Uma das instituições prejudicadas com a redução do orçamento do CNPq para este ano é a Universidade Estadual de Londrina (UEL). De acordo com o vice-reitor Décio Sabbatini Barbosa, “45% das bolsas são para área de iniciação científica e tecnológica”. “Do CNPq, são 348 bolsas. Com esse corte, essas bolsas não vão estar garantidas”, afirma.
Ainda segundo Sabbatini, a UEL tem 129 bolsistas de produtividade que podem ficar sem o benefício em função desse corte. “Esses bolsistas de produtividade são profissionais de altíssimo gabarito. Eles foram contemplados com essas bolsas porque houve uma seleção, então são pessoas que produzem pesquisas de ponta”, lembrou.
Reserva de contingenciamento
Entre 2016 e 2018, o valor da reserva de contingência do FNDCT ultrapassou R$ 5,3 bilhões. Essa quantia dever ser utilizada apenas em casos de emergência.
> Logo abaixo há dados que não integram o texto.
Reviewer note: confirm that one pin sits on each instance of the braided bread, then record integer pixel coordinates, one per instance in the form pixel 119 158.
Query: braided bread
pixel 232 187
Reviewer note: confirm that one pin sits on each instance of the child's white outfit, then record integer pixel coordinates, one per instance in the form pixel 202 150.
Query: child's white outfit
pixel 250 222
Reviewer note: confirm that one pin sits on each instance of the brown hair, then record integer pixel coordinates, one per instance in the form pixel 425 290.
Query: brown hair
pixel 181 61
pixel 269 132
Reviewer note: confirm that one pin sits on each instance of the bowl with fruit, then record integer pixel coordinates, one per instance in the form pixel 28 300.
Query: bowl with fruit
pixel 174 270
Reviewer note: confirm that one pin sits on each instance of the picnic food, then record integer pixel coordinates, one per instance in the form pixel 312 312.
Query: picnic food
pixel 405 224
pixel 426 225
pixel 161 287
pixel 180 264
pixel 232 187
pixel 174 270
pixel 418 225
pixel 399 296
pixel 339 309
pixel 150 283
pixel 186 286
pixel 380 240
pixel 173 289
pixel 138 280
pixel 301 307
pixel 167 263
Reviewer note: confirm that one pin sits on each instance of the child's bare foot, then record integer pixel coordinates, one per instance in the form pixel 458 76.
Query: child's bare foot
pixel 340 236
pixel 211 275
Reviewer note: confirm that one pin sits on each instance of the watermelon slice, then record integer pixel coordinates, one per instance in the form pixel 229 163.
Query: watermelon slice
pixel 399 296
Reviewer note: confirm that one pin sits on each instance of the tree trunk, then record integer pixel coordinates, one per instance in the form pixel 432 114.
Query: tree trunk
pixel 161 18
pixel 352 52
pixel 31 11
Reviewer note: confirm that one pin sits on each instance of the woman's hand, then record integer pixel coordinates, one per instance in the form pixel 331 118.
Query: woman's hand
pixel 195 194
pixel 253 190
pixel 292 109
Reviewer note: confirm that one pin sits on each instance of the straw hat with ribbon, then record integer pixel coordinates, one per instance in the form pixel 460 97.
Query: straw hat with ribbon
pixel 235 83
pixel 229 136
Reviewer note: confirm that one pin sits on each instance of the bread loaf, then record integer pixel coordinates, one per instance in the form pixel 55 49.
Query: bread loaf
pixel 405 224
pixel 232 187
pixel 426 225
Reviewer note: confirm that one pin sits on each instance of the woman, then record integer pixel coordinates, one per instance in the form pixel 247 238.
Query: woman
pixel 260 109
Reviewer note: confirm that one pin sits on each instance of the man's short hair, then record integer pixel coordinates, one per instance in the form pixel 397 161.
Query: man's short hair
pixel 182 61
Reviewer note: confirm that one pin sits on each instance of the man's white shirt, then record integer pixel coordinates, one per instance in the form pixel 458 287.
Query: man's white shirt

A reserva fica bloqueada e só pode ser liberada por meio de decreto presidencial.
De acordo com o Ministério da Ciência, Tecnologia, Inovações e Comunicações, a reserva de contingência aplicada aos recursos do FNDCT vai provocar um cenário de restrição orçamentária do Fundo.
Para o MCTIC, essa medida gera um impacto significativo nos recursos destinados à “execução de projetos em andamento, comprometendo o planejamento de longo prazo, ao limitar a disponibilidade para proposição de novas ações de pesquisa e desenvolvimento.”